- From: Etan Wexler <ewexler@stickdog.com>
- Date: Thu, 07 Jul 2005 00:03:26 -0400
- To: W3C CSS-validator list <www-validator-css@w3.org>
- CC: Will Barker <will.barker@rhads.co.uk>
David Dorward wrote to the W3C CSS-validator list <mailto:www-validator-css@w3.org> on 11 April 2005 in “Brackets in URLs (was FW: bug.)” (<mid:20050411134529.GD21658@us-lot.org>, <http://www.w3.org/mid/20050411134529.GD21658@us-lot.org>): > On Mon, Apr 11, 2005 at 02:41:45PM +0100, Will Barker wrote: > [...] >>url(../images/cms/hondatopbar(1).jpg) > [...] > > Brackets are not allowed in URLs.

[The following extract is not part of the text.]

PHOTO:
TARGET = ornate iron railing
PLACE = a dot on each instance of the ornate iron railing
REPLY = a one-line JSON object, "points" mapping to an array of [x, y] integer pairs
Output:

That should be represented as: > ../images/cms/hondatopba%281%29.jpg Parentheses are allowed as reserved URI characters in the Internet standard “Uniform Resource Identifier (URI): Generic Syntax” (<urn:ietf:rfc:3986>, <http://www.ietf.org/rfc/rfc3986.txt>, or in your RFC repository of choice). The relevant rule follows. sub-delims = "!" / "$" / "&" / "'" / "(" / ")" / "*" / "+" / "," / ";" / "=" The URI-syntax standard also permits square brackets as delimiters for certain Internet Protocol addresses (IP addresses). The relevant rule follows. IP-literal = "[" ( IPv6address / IPvFuture ) "]" Because parentheses and brackets are reserved characters in URIs, escaping parentheses and brackets at the URI level changes the formal semantics. The operational semantics might stay the same for a while, but authors should not rely on such behavior. Still there is the issue of parentheses in an unquoted URI in a Cascading Style Sheet. Escaping at the CSS level provides an easy solution without changing any of the URI’s semantics. The following example meets all the technical needs of URI and of CSS. url(../images/cms/hondatopbar\(1\).jpg) Square brackets in URIs in CSS do not need CSS escaping. Curly braces must not appear in URIs. Authors can represent curly braces in URIs by escaping at the URI level, like the following example shows. url(%7B%7D) -- Etan Wexler.